Cinefobias

Marcelo Coelho
Papo Furado

Acentua-se a impressão de como era singular, e mesmo paroquial, a cultura francesa naquele tempo

SEMPRE ACHEI incorreto dizer que as pessoas “”gostam mais” de Coca-Cola do que de Pepsi, ou que “preferem” o guaraná da Antarctica ao da Kuat ou da Dolly.

O caso é mais grave.
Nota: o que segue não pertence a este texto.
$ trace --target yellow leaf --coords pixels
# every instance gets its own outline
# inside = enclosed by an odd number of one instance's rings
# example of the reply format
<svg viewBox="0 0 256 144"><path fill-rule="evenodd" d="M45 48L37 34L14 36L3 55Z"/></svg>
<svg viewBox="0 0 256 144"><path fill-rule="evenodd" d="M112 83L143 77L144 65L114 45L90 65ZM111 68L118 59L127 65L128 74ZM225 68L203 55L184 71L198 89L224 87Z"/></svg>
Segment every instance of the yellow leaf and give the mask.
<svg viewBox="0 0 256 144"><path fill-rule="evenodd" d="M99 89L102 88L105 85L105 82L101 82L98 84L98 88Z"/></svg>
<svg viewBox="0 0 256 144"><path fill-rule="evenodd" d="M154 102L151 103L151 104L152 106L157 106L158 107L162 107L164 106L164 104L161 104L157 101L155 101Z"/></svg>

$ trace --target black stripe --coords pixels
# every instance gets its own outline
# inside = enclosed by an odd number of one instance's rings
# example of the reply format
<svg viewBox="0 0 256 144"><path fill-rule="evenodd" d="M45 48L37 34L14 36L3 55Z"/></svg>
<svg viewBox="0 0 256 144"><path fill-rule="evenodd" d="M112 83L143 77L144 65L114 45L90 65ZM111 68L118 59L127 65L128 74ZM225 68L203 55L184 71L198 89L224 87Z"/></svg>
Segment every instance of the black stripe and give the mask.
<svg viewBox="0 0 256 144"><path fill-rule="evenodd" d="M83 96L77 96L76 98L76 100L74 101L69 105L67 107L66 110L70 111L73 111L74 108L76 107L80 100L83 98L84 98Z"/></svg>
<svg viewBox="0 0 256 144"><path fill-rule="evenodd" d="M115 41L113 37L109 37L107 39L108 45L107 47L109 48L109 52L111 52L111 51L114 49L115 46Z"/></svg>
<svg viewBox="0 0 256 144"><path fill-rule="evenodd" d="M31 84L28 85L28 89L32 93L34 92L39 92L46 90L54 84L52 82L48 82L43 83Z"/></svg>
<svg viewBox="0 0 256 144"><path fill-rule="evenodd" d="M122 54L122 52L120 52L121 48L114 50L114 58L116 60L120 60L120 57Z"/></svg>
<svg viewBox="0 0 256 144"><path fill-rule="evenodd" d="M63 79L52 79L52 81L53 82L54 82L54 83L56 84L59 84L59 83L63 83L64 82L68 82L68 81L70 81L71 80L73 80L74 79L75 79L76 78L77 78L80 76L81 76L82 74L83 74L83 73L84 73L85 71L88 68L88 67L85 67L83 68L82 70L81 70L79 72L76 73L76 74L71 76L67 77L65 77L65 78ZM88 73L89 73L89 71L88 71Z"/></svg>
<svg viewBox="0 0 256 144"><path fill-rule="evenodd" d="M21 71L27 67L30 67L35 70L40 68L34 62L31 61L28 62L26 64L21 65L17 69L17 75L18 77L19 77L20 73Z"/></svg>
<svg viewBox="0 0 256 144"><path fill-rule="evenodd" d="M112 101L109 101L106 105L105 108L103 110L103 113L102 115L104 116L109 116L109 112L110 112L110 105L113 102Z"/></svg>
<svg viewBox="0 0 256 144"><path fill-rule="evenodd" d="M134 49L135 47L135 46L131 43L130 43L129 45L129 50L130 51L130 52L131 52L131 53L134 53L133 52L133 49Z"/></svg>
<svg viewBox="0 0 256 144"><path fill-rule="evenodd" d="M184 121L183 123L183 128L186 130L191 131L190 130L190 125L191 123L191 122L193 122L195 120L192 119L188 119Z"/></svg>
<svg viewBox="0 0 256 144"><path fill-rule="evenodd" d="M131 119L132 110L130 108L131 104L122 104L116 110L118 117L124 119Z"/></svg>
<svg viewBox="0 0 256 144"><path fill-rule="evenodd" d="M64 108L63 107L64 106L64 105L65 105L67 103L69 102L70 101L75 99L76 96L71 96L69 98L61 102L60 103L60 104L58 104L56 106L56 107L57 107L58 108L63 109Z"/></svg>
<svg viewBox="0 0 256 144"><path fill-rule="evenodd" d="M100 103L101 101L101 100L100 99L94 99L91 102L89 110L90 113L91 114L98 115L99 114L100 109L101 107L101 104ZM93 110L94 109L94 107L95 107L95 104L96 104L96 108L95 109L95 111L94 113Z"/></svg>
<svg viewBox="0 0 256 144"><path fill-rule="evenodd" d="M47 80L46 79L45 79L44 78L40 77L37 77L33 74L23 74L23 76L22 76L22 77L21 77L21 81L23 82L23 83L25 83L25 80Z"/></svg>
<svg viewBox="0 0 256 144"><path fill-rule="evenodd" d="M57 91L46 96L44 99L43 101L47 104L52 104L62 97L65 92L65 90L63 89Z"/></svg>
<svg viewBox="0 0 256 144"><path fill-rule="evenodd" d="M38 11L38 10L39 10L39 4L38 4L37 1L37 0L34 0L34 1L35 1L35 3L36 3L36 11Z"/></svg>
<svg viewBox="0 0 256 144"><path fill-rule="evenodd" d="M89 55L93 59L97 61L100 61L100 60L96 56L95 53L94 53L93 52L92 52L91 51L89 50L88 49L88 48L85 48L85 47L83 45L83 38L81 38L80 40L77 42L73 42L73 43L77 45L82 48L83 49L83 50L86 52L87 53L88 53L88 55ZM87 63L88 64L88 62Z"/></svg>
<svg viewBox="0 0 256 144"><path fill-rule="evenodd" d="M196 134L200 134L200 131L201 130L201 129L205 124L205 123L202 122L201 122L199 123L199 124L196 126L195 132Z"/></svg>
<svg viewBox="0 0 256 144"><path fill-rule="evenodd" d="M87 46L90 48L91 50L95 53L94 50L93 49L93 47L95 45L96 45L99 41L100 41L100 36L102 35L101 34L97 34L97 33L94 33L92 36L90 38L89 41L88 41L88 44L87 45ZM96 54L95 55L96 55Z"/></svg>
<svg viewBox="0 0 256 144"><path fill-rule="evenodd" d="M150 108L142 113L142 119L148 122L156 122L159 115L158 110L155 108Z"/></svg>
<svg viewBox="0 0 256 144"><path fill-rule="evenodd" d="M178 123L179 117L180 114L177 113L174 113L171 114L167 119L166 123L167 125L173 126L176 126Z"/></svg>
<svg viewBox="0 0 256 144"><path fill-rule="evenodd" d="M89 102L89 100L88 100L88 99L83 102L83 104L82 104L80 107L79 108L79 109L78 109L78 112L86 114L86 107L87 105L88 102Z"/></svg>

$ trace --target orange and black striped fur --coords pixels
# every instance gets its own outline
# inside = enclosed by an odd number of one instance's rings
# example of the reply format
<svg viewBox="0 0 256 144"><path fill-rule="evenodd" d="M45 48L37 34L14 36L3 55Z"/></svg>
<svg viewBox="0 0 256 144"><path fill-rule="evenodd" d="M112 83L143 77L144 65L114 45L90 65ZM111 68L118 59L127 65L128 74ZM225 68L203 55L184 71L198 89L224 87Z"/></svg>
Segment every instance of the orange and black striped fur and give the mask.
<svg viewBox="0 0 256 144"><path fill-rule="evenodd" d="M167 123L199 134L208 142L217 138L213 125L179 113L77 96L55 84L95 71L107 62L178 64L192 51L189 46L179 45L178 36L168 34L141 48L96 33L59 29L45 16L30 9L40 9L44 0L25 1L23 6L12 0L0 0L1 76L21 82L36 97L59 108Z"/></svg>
Muita gente tem medo de algumas marcas; fobia, na verdade.

Basta ir a um restaurante. Alguém pede uma Coca; o garçom informa que ali “só trabalham com Pepsi”. O freguês recua, esconde as mãos, encolhe-se na cadeira; sua recusa é absoluta. Ele aceitaria veneno; termina com uma água sem gás.

Sou imune a esse tipo de pavor; tomo Pepsi sem preconceito. Mas sofro de um pânico parecido quando o assunto é cinema.

Os filmes de Truffaut, vá lá, são como um guaraná da Antarctica de vez em quando. Mas, se me oferecem um Godard, estremeço mais do que se me servissem uma Fanta Uva.

Para vencer esse preconceito, fui assistir a “”Godard, Truffaut e a Nouvelle Vague”, ótimo documentário de Emmanuel Laurent sobre a amizade, e o posterior conflito, entre esses dois grandes nomes do cinema francês.

Meio século após a estreia de “Acossado” (foto), de Jean-Luc Godard, as simpatias de Emmanuel Laurent pendem claramente para o lado de Truffaut.

Passou, como se diz sempre, a época do radicalismo estético e ideológico. Enquanto Godard foi se encastelando na intransigência, seu rival passou praticamente incólume por maio de 68 e surge como um artista sensível e sincero, dedicado a desvendar os clássicos problemas do amor, do ciúme, do homem e da mulher.

A oposição talvez faça sentido, e o filme de Emmanuel Laurent mostra a violência da ruptura pessoal e política dos dois.

O efeito, para mim, pelo menos, foi um pouco melancólico. Acentua-se a impressão de como era singular, e mesmo paroquial, a cultura francesa naquele tempo. Não que Godard e Truffaut desprezassem o cinema produzido nos outros países: é bem o contrário.

Mas toda a admiração que tinham pelos diretores de Hollywood, pelo neorrealismo italiano e pela própria linguagem cinematográfica termina parecendo quase que secundária, diante da predominância de algumas paixões tipicamente francesas: o debate intelectual, a teoria estética, a crítica ideológica.

Afinal, a cinefilia não deixa de ser um gênero da literatura e do jornalismo, intensificado graças ao gênio francês para o discursivo, para a retórica ordenada e a demonstração lógica.

Foi Gide, se não me engano, quem disse que traduzir Shakespeare para o francês era como tocar piano sem usar o pedal. A ressonância e ambiguidade dos versos tendiam a secar-se, sob a sintaxe precisa do francês.

Há um certo grau de clichê nessa ideia, associando sempre a cultura francesa às regras de Descartes e do classicismo estético. Ainda assim, a “secura”, essa “ausência de pedal”, constitui elemento forte no estilo de “Acossado”, que revi agora em DVD, com muito mais prazer do que eu pensava.

“O filme não é muito para ser levado a sério, é?” A recepção do público da época, entre estupefata e respeitosa, aparece nas primeiras cenas do documentário de Laurent.

Trechos do próprio “Acossado” aparecem em seguida, reforçando essa pergunta do espectador anônimo. Na verdade, o filme de Godard aposta sobretudo numa estratégia de “desidentificação”. Não nos identificamos com seus personagens; por sua vez, o energúmeno vivido por Jean-Paul Belmondo é alguém tentando inutilmente se identificar com os heróis durões do cinema americano, um pouco como, 20 anos antes, alguns franceses se identificaram com o invasor alemão no regime de Vichy.

Deduragem, traição, ódio e fascínio pelo novo “invasor”, os Estados Unidos, dão o tom especialmente agônico de “Acossado”, em que a estética do cinema parece empreender uma desesperada “fuga para a frente”, a exemplo do protagonista da história.

Seja como for, tenho dificuldade em ver nas figuras de Godard e de Truffaut a genialidade de Bergman ou de Fellini; o auge da “nouvelle vague”, a julgar pelo documentário, parece hoje um evento que, embora influente no mundo todo, estava circunscrito a uma cultura muito particular, e a problemas específicos da integração francesa à esfera americana.

O cinema francês, desconfio, começava a ingressar gloriosamente na sua condição periférica.